À travers un récit incarné et vivant, le texte donne à voir la complexité de la lutte politique ayant lieu en Espagne. On suit la colonne du POUM dans ses combats, animé par une véritable empathie pour les camarades de Mika Etchebéhère. Son témoignage rend compte du rapport autoritaire et affectif qui se
lie entre les soldats et leur commandante. Son statut de femme l’empêche clairement de mener une vie
ordinaire de soldat. Comment peut-elle alors construire un rapport d’autorité avec ses hommes ? Comment éviter de retomber dans un rôle de femme assignée à une fonction maternelle ? Rédigé à la fin de sa vie, ce récit révèle en outre la manière dont les savoirs dits féminins, d’intendance notamment, sont d’une pertinence politique cruciale. La colonne du POUM fait partie des plus vaillantes. C’est aussi la seule qui bénéficie de chaussettes et de café chaud ! Mika Etchebéhère rend compte de ces questionnements et de ce quotidien dans un récit marquant.
Pour prolonger la réflexion :
Les femmes ou les silences de l’histoire, de Michelle Perrot. L’historienne s’est attachée à mettre à jour des vies de femmes au 19e et 20e siècles. Ensevelies par une histoire écrite au masculin, les femmes ont pourtant vécu et lutté. Il est précieux de disposer d’ouvrages qui permettent de les redécouvrir !

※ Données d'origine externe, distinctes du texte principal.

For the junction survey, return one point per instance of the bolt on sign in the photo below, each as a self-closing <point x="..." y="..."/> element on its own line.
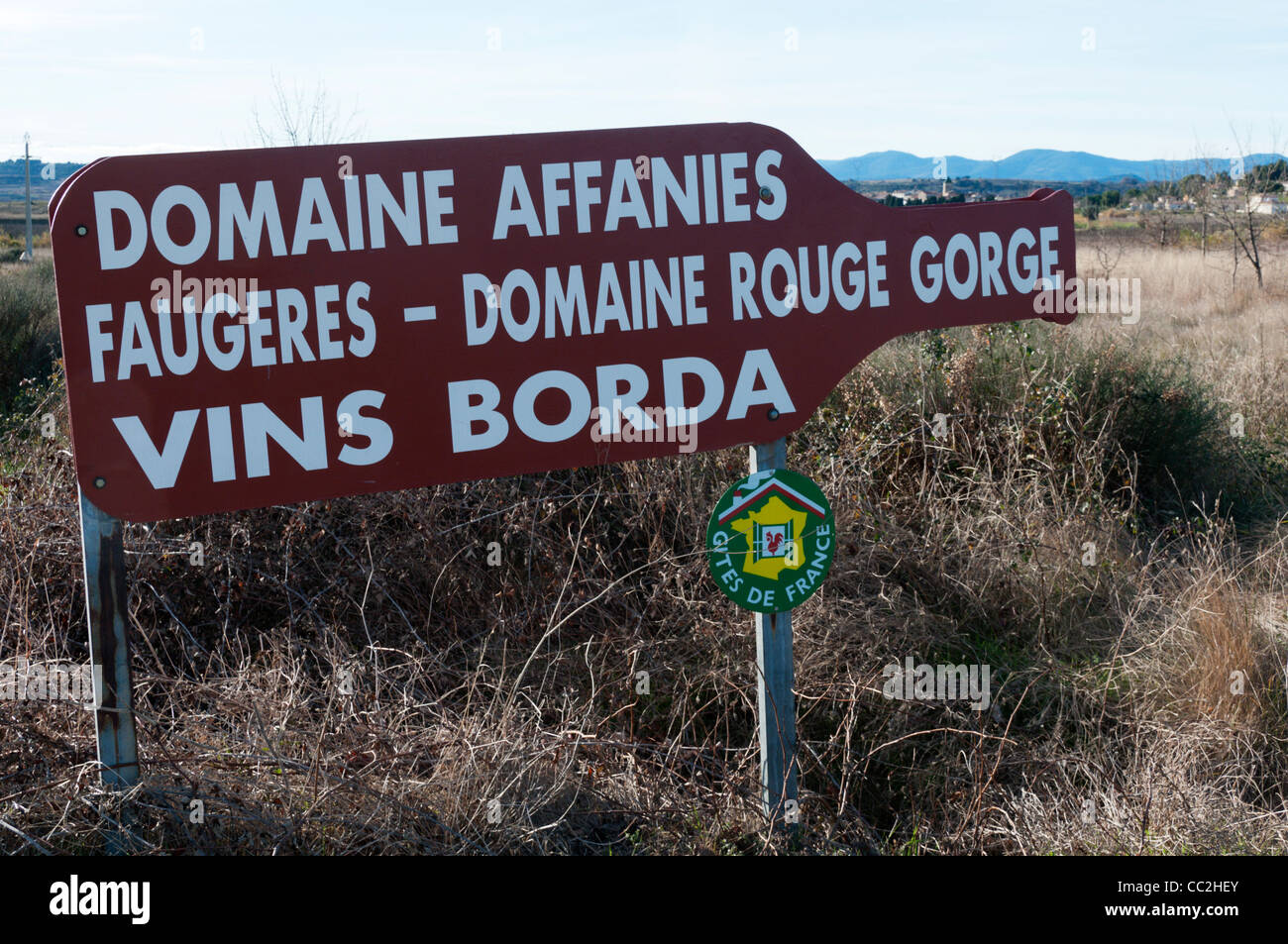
<point x="253" y="327"/>
<point x="771" y="541"/>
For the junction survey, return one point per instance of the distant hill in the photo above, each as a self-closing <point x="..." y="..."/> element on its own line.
<point x="1034" y="163"/>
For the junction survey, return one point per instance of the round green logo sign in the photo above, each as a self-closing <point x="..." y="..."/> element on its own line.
<point x="771" y="541"/>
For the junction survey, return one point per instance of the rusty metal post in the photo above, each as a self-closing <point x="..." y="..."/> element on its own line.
<point x="107" y="597"/>
<point x="774" y="699"/>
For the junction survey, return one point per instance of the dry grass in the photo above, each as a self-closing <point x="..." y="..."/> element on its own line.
<point x="353" y="677"/>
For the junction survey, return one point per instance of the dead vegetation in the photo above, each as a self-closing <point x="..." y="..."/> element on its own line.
<point x="357" y="677"/>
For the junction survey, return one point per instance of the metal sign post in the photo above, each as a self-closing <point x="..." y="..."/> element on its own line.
<point x="107" y="599"/>
<point x="774" y="700"/>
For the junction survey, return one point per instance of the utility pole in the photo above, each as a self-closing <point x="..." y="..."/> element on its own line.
<point x="26" y="141"/>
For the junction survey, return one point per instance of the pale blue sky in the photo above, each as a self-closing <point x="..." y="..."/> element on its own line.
<point x="1136" y="80"/>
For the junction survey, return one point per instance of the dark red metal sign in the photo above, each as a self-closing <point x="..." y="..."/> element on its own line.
<point x="253" y="327"/>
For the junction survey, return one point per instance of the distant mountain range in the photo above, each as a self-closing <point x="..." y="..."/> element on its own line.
<point x="1034" y="163"/>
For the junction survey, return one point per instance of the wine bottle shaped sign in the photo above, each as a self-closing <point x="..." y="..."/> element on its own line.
<point x="254" y="327"/>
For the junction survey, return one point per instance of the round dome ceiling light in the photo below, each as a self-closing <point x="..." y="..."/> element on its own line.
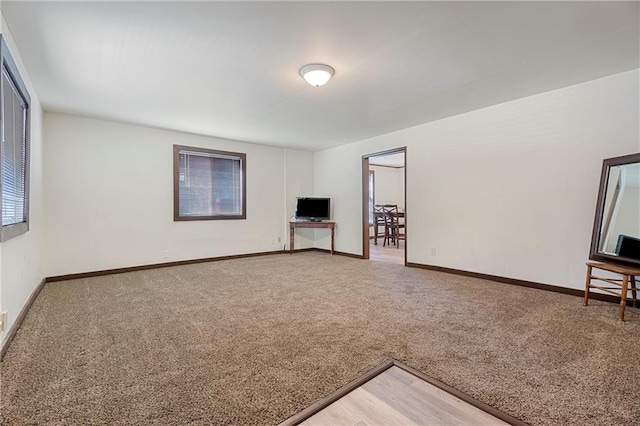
<point x="317" y="74"/>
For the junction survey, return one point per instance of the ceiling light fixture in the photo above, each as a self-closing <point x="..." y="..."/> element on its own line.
<point x="317" y="74"/>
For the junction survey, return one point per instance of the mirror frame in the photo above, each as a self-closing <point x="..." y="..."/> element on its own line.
<point x="607" y="164"/>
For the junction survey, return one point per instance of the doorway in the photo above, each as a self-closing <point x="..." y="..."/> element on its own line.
<point x="383" y="204"/>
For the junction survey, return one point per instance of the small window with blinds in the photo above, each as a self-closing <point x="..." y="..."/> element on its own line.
<point x="14" y="149"/>
<point x="208" y="184"/>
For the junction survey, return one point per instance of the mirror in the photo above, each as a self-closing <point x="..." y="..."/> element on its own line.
<point x="616" y="228"/>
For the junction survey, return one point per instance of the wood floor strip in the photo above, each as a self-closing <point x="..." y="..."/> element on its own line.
<point x="330" y="399"/>
<point x="400" y="395"/>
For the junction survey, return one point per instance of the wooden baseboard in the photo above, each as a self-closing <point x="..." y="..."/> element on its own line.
<point x="521" y="283"/>
<point x="18" y="322"/>
<point x="156" y="266"/>
<point x="185" y="262"/>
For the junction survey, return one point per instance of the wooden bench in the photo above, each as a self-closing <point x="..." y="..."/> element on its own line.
<point x="622" y="285"/>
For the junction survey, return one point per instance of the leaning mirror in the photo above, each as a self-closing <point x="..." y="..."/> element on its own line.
<point x="616" y="228"/>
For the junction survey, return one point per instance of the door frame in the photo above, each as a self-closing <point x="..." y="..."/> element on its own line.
<point x="366" y="240"/>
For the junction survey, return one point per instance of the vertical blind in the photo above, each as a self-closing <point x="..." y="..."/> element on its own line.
<point x="14" y="128"/>
<point x="209" y="184"/>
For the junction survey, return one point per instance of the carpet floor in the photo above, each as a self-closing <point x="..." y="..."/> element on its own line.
<point x="253" y="341"/>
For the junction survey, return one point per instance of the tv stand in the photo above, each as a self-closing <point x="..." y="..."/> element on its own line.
<point x="309" y="224"/>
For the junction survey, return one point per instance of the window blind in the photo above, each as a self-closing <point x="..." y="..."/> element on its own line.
<point x="14" y="122"/>
<point x="209" y="184"/>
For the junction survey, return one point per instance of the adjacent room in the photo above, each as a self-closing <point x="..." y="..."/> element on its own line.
<point x="252" y="212"/>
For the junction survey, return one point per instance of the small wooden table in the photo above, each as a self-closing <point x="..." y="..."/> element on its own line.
<point x="309" y="224"/>
<point x="623" y="286"/>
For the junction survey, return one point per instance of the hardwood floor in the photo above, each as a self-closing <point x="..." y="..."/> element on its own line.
<point x="397" y="397"/>
<point x="389" y="253"/>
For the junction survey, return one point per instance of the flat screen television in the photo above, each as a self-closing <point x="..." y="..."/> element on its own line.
<point x="313" y="208"/>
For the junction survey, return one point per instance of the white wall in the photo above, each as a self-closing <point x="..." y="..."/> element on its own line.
<point x="508" y="190"/>
<point x="299" y="181"/>
<point x="21" y="257"/>
<point x="389" y="185"/>
<point x="109" y="195"/>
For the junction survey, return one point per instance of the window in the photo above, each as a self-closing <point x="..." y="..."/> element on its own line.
<point x="208" y="184"/>
<point x="14" y="149"/>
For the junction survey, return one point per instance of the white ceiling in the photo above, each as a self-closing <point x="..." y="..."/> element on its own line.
<point x="389" y="160"/>
<point x="230" y="69"/>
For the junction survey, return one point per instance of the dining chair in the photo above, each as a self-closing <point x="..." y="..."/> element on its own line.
<point x="393" y="230"/>
<point x="378" y="222"/>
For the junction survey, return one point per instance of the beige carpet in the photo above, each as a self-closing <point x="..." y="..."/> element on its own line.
<point x="253" y="341"/>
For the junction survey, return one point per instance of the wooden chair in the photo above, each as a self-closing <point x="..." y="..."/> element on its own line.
<point x="393" y="229"/>
<point x="378" y="222"/>
<point x="622" y="286"/>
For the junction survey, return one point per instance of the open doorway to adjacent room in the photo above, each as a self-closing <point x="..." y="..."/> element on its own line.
<point x="384" y="218"/>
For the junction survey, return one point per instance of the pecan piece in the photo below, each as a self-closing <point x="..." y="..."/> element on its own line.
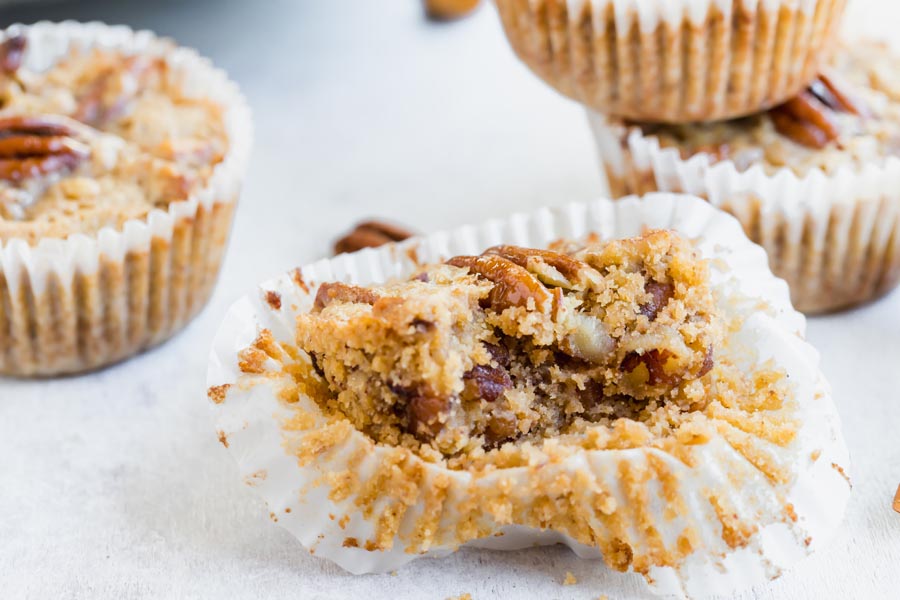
<point x="513" y="285"/>
<point x="806" y="120"/>
<point x="423" y="415"/>
<point x="342" y="292"/>
<point x="660" y="294"/>
<point x="37" y="145"/>
<point x="371" y="234"/>
<point x="551" y="268"/>
<point x="108" y="96"/>
<point x="485" y="383"/>
<point x="826" y="89"/>
<point x="12" y="50"/>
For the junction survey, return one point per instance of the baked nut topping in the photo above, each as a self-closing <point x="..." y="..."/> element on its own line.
<point x="371" y="234"/>
<point x="36" y="146"/>
<point x="99" y="138"/>
<point x="517" y="344"/>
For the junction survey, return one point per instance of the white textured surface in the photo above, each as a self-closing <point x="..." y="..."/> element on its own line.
<point x="113" y="485"/>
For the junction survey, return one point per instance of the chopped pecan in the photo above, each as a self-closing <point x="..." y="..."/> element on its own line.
<point x="513" y="285"/>
<point x="108" y="96"/>
<point x="552" y="268"/>
<point x="660" y="294"/>
<point x="826" y="89"/>
<point x="485" y="383"/>
<point x="807" y="118"/>
<point x="12" y="50"/>
<point x="371" y="234"/>
<point x="654" y="361"/>
<point x="423" y="414"/>
<point x="342" y="292"/>
<point x="37" y="145"/>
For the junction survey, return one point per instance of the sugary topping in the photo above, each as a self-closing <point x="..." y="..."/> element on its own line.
<point x="517" y="345"/>
<point x="97" y="139"/>
<point x="850" y="116"/>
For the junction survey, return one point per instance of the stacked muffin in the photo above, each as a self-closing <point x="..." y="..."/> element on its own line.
<point x="754" y="105"/>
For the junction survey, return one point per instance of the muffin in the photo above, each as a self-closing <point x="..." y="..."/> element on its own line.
<point x="673" y="61"/>
<point x="815" y="181"/>
<point x="627" y="378"/>
<point x="121" y="158"/>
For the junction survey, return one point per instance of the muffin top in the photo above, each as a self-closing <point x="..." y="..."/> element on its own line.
<point x="97" y="139"/>
<point x="473" y="361"/>
<point x="849" y="117"/>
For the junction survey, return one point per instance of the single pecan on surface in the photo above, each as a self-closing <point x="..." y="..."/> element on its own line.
<point x="513" y="285"/>
<point x="371" y="234"/>
<point x="808" y="118"/>
<point x="32" y="146"/>
<point x="108" y="96"/>
<point x="12" y="50"/>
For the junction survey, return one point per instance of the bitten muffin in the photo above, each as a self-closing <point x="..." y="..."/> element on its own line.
<point x="627" y="378"/>
<point x="815" y="181"/>
<point x="673" y="61"/>
<point x="120" y="162"/>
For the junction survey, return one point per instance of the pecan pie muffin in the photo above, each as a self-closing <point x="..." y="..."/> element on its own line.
<point x="120" y="162"/>
<point x="673" y="61"/>
<point x="627" y="378"/>
<point x="816" y="181"/>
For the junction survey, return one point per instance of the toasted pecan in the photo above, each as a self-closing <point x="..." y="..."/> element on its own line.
<point x="342" y="292"/>
<point x="32" y="146"/>
<point x="108" y="96"/>
<point x="513" y="285"/>
<point x="371" y="234"/>
<point x="569" y="272"/>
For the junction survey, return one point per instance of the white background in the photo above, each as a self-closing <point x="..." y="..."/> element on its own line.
<point x="112" y="485"/>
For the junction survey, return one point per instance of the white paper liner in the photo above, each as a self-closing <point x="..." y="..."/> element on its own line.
<point x="250" y="416"/>
<point x="95" y="325"/>
<point x="835" y="238"/>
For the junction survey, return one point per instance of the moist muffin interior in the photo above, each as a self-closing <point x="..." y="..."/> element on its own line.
<point x="865" y="74"/>
<point x="98" y="138"/>
<point x="518" y="346"/>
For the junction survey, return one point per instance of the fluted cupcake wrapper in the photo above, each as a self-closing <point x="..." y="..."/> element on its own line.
<point x="835" y="238"/>
<point x="673" y="60"/>
<point x="76" y="304"/>
<point x="373" y="507"/>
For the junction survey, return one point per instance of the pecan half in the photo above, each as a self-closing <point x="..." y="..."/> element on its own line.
<point x="12" y="50"/>
<point x="342" y="292"/>
<point x="371" y="234"/>
<point x="37" y="145"/>
<point x="108" y="96"/>
<point x="552" y="268"/>
<point x="513" y="285"/>
<point x="808" y="118"/>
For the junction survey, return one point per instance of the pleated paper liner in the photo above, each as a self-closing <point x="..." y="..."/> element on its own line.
<point x="371" y="507"/>
<point x="835" y="238"/>
<point x="673" y="60"/>
<point x="73" y="305"/>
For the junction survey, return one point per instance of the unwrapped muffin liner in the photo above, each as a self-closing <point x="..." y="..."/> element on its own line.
<point x="70" y="305"/>
<point x="371" y="507"/>
<point x="834" y="237"/>
<point x="673" y="60"/>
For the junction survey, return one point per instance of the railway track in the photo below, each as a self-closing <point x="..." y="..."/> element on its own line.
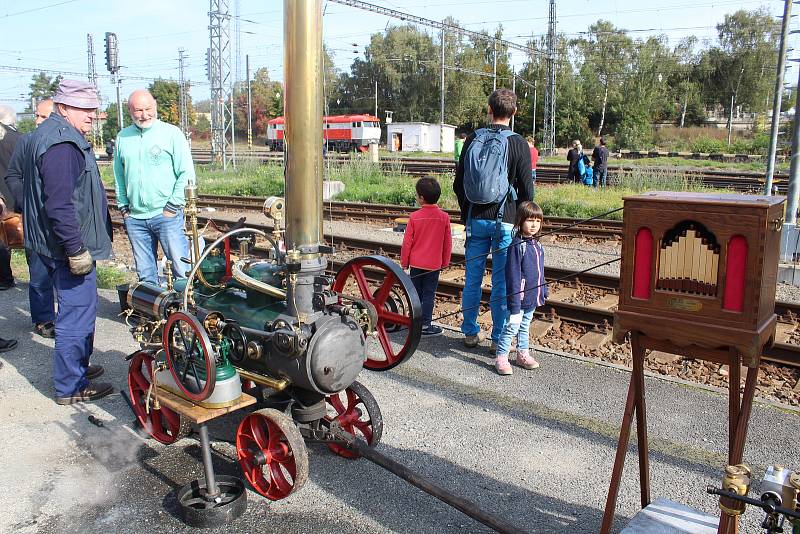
<point x="742" y="181"/>
<point x="386" y="214"/>
<point x="598" y="314"/>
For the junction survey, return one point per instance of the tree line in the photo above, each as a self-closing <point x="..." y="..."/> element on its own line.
<point x="607" y="81"/>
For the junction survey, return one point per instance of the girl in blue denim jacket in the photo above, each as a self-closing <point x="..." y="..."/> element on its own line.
<point x="525" y="286"/>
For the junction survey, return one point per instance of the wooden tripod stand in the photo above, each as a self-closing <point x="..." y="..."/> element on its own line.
<point x="738" y="417"/>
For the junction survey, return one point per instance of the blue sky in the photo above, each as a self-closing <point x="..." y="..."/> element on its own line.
<point x="51" y="34"/>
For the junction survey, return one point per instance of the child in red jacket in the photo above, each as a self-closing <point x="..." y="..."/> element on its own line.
<point x="427" y="245"/>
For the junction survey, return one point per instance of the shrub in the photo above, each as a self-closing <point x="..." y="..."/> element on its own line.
<point x="709" y="145"/>
<point x="634" y="133"/>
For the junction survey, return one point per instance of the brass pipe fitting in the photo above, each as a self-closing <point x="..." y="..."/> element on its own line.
<point x="736" y="480"/>
<point x="278" y="384"/>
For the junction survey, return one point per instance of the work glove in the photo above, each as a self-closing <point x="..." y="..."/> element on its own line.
<point x="81" y="263"/>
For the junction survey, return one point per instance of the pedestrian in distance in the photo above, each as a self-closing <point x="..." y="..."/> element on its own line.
<point x="9" y="137"/>
<point x="573" y="156"/>
<point x="67" y="224"/>
<point x="493" y="177"/>
<point x="584" y="170"/>
<point x="600" y="159"/>
<point x="534" y="160"/>
<point x="152" y="165"/>
<point x="526" y="288"/>
<point x="459" y="146"/>
<point x="40" y="288"/>
<point x="427" y="245"/>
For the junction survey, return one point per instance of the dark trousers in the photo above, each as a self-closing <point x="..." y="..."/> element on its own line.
<point x="40" y="290"/>
<point x="425" y="283"/>
<point x="77" y="311"/>
<point x="600" y="177"/>
<point x="6" y="276"/>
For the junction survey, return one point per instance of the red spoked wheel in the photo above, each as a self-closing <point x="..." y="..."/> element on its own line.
<point x="382" y="283"/>
<point x="272" y="453"/>
<point x="190" y="356"/>
<point x="162" y="424"/>
<point x="357" y="412"/>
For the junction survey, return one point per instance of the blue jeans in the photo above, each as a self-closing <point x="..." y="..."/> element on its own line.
<point x="77" y="311"/>
<point x="484" y="236"/>
<point x="519" y="331"/>
<point x="146" y="234"/>
<point x="600" y="177"/>
<point x="40" y="290"/>
<point x="425" y="282"/>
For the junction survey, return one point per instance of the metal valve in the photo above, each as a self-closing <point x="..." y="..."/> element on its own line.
<point x="736" y="480"/>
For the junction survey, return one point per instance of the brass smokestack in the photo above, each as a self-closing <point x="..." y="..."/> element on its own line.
<point x="303" y="111"/>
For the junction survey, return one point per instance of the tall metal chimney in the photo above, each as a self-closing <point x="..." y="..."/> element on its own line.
<point x="303" y="142"/>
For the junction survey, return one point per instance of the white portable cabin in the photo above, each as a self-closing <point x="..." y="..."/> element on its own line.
<point x="419" y="136"/>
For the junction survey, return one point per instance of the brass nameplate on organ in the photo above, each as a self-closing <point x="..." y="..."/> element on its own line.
<point x="686" y="304"/>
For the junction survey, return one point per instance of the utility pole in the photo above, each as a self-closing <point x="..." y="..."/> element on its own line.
<point x="97" y="132"/>
<point x="533" y="113"/>
<point x="776" y="103"/>
<point x="794" y="171"/>
<point x="494" y="65"/>
<point x="112" y="64"/>
<point x="237" y="40"/>
<point x="183" y="94"/>
<point x="441" y="98"/>
<point x="219" y="66"/>
<point x="249" y="105"/>
<point x="549" y="140"/>
<point x="513" y="90"/>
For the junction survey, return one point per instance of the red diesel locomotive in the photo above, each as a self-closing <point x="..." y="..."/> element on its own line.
<point x="341" y="132"/>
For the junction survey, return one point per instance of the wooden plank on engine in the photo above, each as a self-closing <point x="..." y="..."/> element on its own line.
<point x="199" y="414"/>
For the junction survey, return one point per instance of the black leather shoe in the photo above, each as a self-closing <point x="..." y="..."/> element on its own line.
<point x="94" y="371"/>
<point x="47" y="330"/>
<point x="87" y="394"/>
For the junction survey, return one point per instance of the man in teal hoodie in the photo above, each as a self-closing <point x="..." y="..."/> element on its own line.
<point x="152" y="164"/>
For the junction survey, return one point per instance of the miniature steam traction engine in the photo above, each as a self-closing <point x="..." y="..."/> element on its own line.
<point x="698" y="278"/>
<point x="275" y="331"/>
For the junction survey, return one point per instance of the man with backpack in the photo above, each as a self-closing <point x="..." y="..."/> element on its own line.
<point x="492" y="178"/>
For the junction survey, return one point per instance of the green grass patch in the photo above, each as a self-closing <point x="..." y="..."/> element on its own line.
<point x="580" y="201"/>
<point x="366" y="182"/>
<point x="682" y="163"/>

Tea Rooms, de Luisa Carnés. Quand on parle de la guerre d’Espagne on pense milices, drapeaux et fracas des armes. Ici, on est loin du front, mais au coeur de la révolution. Dans un salon de thé, les trajectoires se croisent. Les femmes cherchent du travail, un mari, ou l’adresse d’une avorteuse. Au détour des bruits de couloir, on découvre leurs combats respectifs. L’envie de s’émanciper. La résistance quotidienne au patriarcat. Le roman de Luisa Carnés, écrit en 1934, est traduit pour la première fois en France par Michelle Ortuno. Les éditions de la Contre-Allée nous offre la chance de redécouvrir notre histoire récente à travers un point de vue féministe.
Ma guerre d’Espagne à moi, une femme à la tête d’une colonne au combat, Mika Etchebéhère, Libertalia,
10€.
Les femmes ou le silence de l’histoire, Michelle Perrot, GF-Flammarion, 13€.
Tes Rooms, Luisa Carnés, La Contre-Allee, 21€.